Git & GitHub Tutorial for Scientists:
It’s Not Only for Programmers
Preface
What is this Git/GitHub Tutorial about?
The goal of this tutorial is to help scientists with no formal programming background to (1) start using git locally for version-control of your code, and (2) begin using GitHub to share your code and collaborate with others.
Git for version control | GitHub for sharing your code |
---|---|
Note: If we try to wait until we have perfect codes to share, more likely than not, we will end up never sharing them.
Why is git important for scientists?
Git facilitates (1) documentation, and (2) sharing/collaborating. Both of these are important in science.
I. Version-control for code = the lab notebook of experiments
In scientific experiments, we are trained to record every parameter that we modified and tested, as it ensures consistency within an experiment and facilitates reproducible results. While we often record the experimental part of our experiments meticulously, the preprocessing and analyzing of data are often ‘assumed’ to be recorded in our scripts.
Here are a few scenarios where we wish a detailed history of how codes were developed is available:
Scenario A: Things were working, now they are not!
You have 5 people collaborating on a single script. That script now results in an error after someone changed a few lines over the weekend. They have no recollection what was changed. ¯\_(._.)_/¯
Scenario B: Why were changes made?
You joined a new lab, and were given a pipeline/script to modify that dated years back. The script is named cool_script_version25000.sh, with few comments. Whoever made it has quit academia and is traveling the world, soul searching, and won’t answer emails. ¯\_(._.)_/¯
Scenario C: We made changes a long time ago…
Collaborator BigName wants to know what preprocessing parameters were used in your manuscript from 5 years ago. You have since changed multiple parameters in your default processing pipeline. ¯\_(._.)_/¯
Saving something as Final.doc is bad…but Final_script.R is just as bad (Image Credit: PhD Comic)
II. Git and Remote Hosts (e.g., GitHub) makes sharing/collaborating easier
Facilitates new collaboration
If you found a way to speed up some toolbox, Git/GitHub helps you to suggest this change to the author of the toolbox, even if you don’t know each other.
Encourages open source and open science
Open source is typically a term used in software development, where it means the source code are open to the public. People can freely look at how a program was written, make improvements with them, etc.
In science, the idea of open source is closely linked with open science, a movement to make data, samples, software and all things related to a scientific finding as transparent and easy to access as possible. There are pros and cons to an open and closed system, which is not a topic that can be adequately covered here (for more info, checkout Center for Open Science).
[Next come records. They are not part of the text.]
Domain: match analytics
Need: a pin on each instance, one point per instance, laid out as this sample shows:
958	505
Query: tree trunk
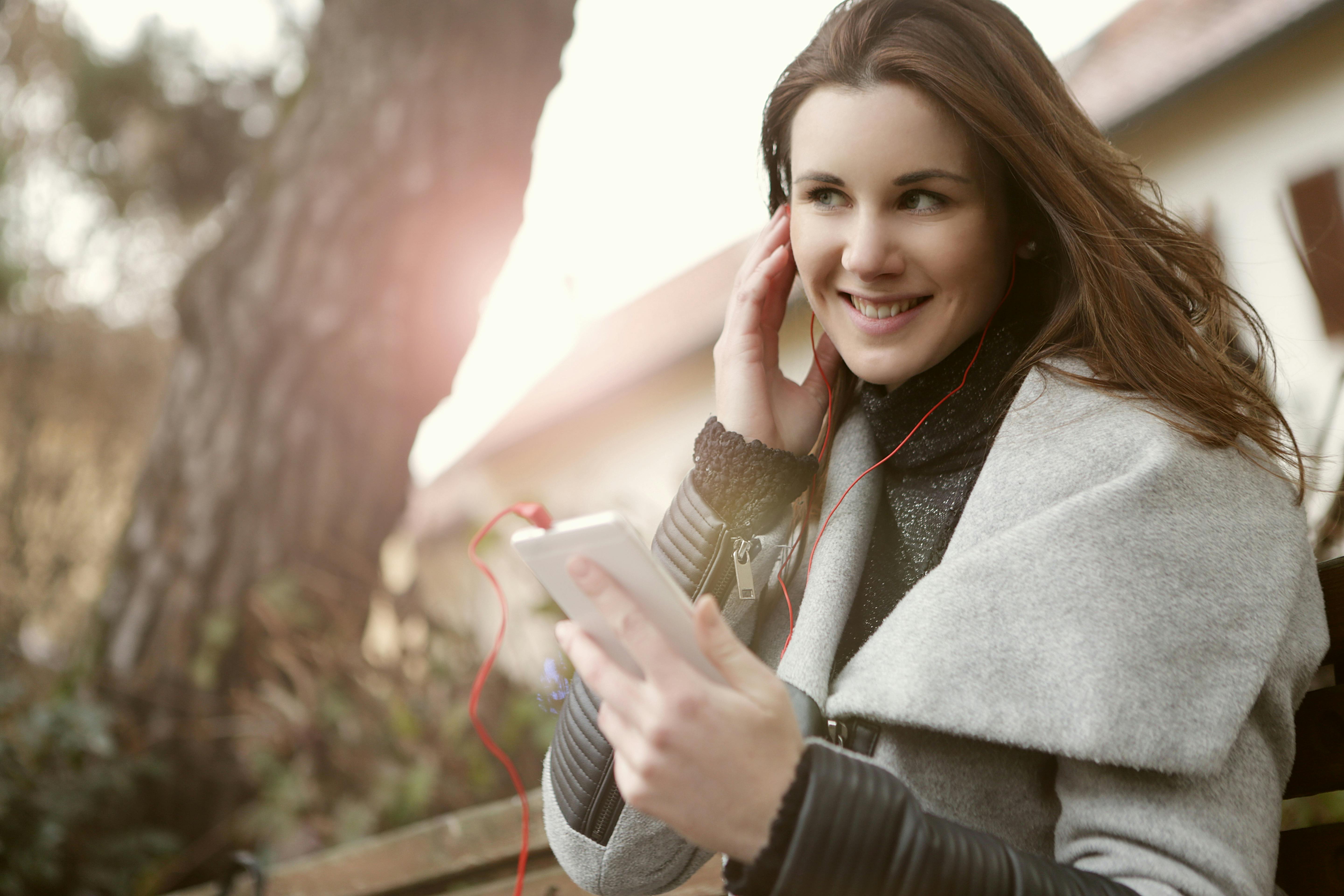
316	336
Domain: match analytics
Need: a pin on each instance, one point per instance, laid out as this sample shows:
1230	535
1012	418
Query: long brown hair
1138	293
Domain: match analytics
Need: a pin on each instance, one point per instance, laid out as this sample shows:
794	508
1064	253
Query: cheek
815	252
964	260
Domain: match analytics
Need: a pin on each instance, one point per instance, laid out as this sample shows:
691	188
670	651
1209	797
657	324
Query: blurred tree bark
318	334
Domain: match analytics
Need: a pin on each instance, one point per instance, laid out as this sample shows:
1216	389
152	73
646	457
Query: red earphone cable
812	487
537	515
1013	279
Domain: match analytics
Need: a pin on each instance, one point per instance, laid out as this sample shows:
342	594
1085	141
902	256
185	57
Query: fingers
742	669
765	244
599	671
642	639
765	287
824	370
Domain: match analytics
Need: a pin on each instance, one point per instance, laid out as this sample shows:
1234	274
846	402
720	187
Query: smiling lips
879	311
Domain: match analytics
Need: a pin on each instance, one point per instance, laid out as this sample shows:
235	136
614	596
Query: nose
872	250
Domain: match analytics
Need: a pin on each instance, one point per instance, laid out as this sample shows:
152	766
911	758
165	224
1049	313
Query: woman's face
900	228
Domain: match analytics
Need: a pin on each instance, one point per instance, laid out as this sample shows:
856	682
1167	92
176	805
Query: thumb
824	370
734	660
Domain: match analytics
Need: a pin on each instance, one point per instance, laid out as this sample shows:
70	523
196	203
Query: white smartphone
609	541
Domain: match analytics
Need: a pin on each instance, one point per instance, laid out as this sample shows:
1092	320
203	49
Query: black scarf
931	477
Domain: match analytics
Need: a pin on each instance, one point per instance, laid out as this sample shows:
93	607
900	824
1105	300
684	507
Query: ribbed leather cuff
850	828
746	483
581	768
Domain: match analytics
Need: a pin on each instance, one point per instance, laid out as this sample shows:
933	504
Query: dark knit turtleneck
931	477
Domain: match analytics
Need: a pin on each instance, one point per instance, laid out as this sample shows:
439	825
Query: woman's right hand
752	394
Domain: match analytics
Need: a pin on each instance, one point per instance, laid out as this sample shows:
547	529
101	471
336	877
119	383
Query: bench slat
1319	766
1311	862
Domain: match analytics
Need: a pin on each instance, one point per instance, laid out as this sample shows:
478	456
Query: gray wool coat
1103	669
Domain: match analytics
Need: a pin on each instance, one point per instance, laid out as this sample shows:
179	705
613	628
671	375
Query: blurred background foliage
118	172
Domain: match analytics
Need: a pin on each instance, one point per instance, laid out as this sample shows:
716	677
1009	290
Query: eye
826	197
921	201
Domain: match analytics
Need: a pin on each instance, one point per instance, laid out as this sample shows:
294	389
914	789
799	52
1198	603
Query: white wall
1234	146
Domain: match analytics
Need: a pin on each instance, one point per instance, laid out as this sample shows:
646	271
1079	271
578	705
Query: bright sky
646	162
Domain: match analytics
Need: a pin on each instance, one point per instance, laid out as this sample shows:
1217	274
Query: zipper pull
742	564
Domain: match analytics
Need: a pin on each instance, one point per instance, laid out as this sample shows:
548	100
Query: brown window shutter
1320	222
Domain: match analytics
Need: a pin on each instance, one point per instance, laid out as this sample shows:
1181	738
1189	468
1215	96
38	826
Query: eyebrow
904	181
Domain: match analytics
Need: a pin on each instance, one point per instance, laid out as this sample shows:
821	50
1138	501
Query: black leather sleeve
581	768
746	481
850	828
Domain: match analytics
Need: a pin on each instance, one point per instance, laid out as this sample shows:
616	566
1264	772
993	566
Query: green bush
69	820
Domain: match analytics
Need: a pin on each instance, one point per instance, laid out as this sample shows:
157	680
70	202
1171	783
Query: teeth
885	310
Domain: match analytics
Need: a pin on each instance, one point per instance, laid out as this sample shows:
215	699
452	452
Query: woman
1053	641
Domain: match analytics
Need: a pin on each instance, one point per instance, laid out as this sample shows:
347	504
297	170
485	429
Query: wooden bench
1311	860
474	852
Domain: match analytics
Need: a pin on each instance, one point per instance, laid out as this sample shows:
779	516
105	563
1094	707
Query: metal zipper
608	802
742	567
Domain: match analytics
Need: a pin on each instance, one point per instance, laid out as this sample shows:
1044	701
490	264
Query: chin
881	374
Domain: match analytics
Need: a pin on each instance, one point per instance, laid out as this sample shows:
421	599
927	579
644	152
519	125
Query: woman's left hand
711	761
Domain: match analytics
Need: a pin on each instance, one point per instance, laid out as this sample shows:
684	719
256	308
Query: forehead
882	131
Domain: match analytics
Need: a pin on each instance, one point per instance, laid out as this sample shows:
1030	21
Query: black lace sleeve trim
746	483
759	878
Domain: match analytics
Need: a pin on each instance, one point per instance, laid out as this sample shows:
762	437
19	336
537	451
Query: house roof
1159	48
1150	53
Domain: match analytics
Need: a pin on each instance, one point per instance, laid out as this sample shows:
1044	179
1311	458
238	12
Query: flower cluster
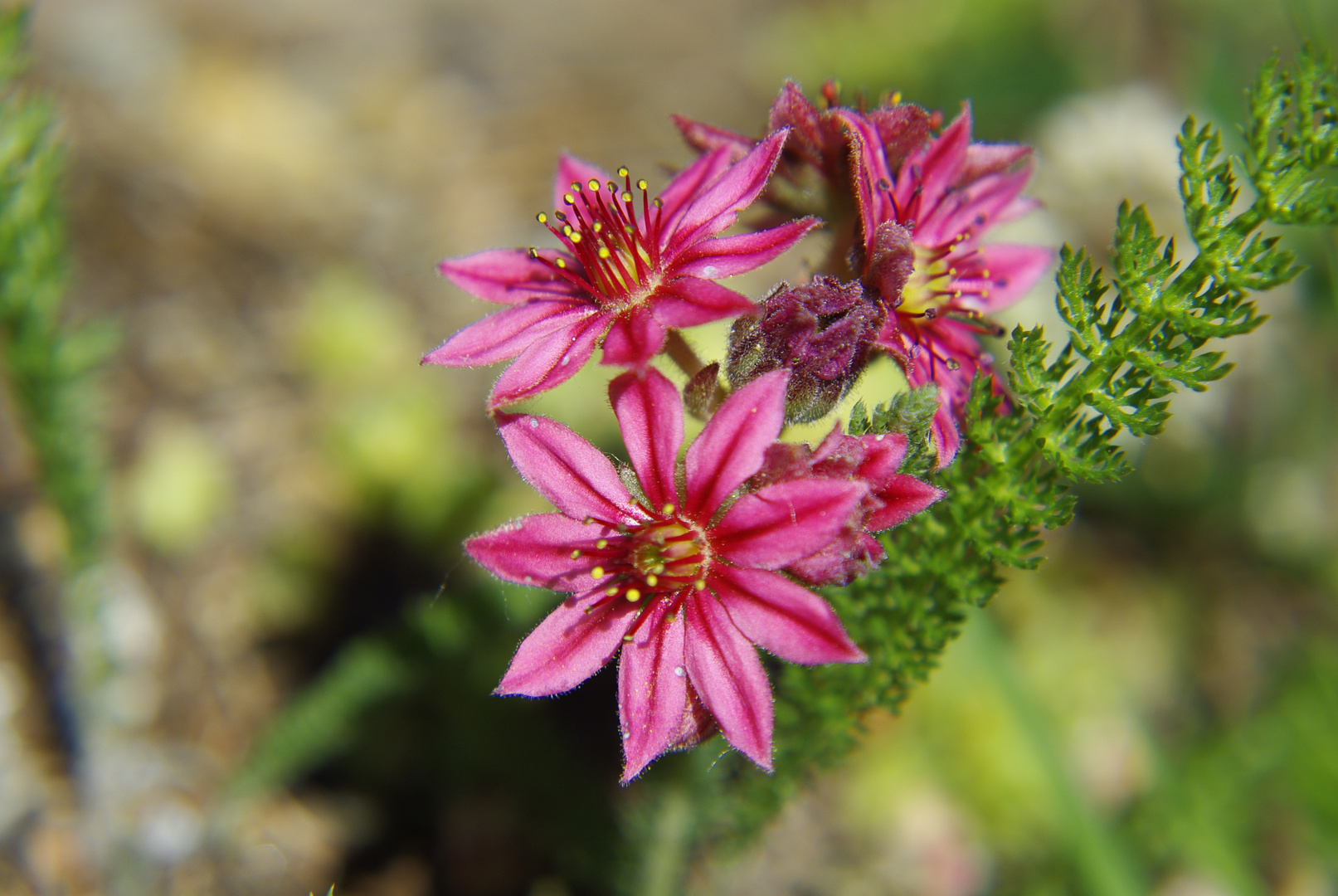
688	561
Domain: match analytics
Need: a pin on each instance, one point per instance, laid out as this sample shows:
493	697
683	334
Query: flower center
617	246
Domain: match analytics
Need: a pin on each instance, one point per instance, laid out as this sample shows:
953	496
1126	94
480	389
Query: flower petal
567	470
786	522
716	207
506	275
785	618
652	689
569	646
724	669
732	446
729	256
549	362
537	550
902	496
506	334
574	170
689	301
635	338
650	413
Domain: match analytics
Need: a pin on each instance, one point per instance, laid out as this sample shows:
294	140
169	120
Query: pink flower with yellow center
680	582
925	261
628	270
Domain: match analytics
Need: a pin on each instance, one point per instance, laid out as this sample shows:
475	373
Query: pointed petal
572	168
652	689
688	183
724	669
506	275
1013	270
689	301
704	138
650	413
537	550
506	334
569	646
902	496
729	256
716	207
549	362
635	338
732	446
781	523
785	618
567	470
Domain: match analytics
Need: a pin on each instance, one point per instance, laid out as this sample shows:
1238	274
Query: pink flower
625	273
923	258
677	581
892	498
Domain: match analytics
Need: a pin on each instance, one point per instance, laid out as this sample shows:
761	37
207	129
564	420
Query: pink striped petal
781	523
574	170
785	618
567	470
902	496
718	207
732	446
650	413
689	301
635	338
549	362
729	256
724	669
652	689
537	550
506	334
1013	270
569	646
508	275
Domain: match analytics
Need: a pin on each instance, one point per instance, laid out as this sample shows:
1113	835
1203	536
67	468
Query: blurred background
284	664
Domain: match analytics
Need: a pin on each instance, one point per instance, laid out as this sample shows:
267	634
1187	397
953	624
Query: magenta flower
679	581
923	258
625	273
892	498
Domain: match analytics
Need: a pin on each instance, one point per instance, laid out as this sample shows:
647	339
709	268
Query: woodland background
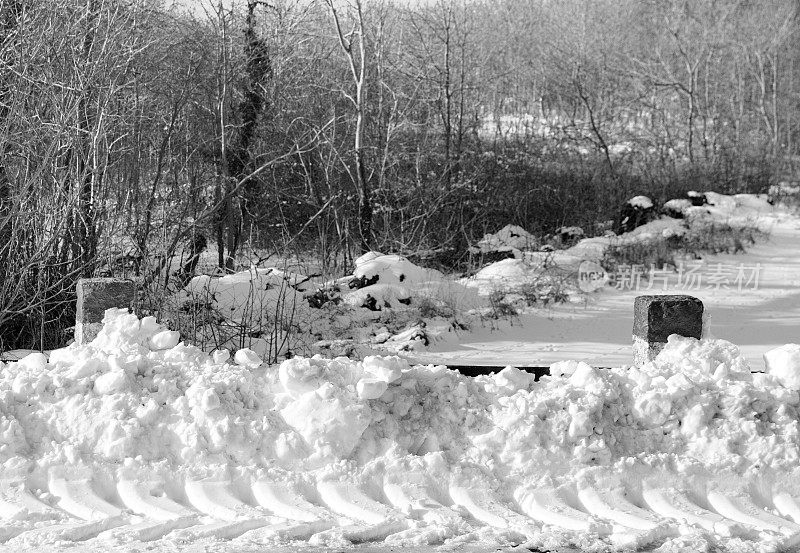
140	137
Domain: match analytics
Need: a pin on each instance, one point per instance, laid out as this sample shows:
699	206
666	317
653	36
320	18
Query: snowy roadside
752	299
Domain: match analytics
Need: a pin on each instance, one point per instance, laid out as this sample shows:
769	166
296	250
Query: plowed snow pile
477	452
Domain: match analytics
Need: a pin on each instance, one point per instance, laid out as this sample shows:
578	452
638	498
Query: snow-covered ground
138	441
752	299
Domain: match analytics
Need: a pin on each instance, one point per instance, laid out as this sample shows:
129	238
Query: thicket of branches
135	134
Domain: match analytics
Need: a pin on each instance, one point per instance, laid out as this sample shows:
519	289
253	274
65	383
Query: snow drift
136	399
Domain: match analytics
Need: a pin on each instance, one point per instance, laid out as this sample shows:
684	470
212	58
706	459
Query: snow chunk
166	339
111	382
247	358
371	388
642	202
510	238
784	364
387	369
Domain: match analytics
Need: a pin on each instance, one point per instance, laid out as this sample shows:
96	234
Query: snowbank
124	396
133	400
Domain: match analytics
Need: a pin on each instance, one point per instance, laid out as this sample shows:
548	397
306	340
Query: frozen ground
755	316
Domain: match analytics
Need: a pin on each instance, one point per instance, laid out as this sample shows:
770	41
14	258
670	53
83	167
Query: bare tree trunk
357	62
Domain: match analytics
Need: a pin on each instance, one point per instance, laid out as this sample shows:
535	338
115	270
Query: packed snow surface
412	455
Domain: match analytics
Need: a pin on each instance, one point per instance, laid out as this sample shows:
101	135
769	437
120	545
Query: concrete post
95	295
656	317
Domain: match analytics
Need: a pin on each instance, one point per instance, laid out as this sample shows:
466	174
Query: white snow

However, given a common goal of wanting more people to understand, reproduce, and build on top of previous work, an ‘open’ approach to your code is certainly a good place to start. Git/GitHub will help facilitate your code being shared publicly. It also enables you to easily contribute to other projects, and incorporate ideas and contribution from others in a systematic way (even strangers!).
Acknowledgment
The creation of this tutorial would not be possible without Software Carpentry’s git novice course. Check them out!
Other helpful links
- GitHub Education provides additional features to students & researchers for free (e.g., Pro account with unlimited collaborators)!
- Git the Simple Guide provides all the necessary commands to use git.
How to read the book?
All codes/commands and its output are in gray boxes. However, the difference is that the output will always immediately follow the codes/commands and will start with ##
.
For example, if we wanted to run the command ls
to see what files are in the current directory.
Below is the code
## DESCRIPTION
## README.md
## Rmd
## _bookdown.yml
## _output.yml
## docs
## git_github_bookdown.Rproj
## git_github_workshop.Rmd
## google_analytics.html
## google_tag_body.html
## google_tag_header.html
## img
## index.Rmd
Above is the output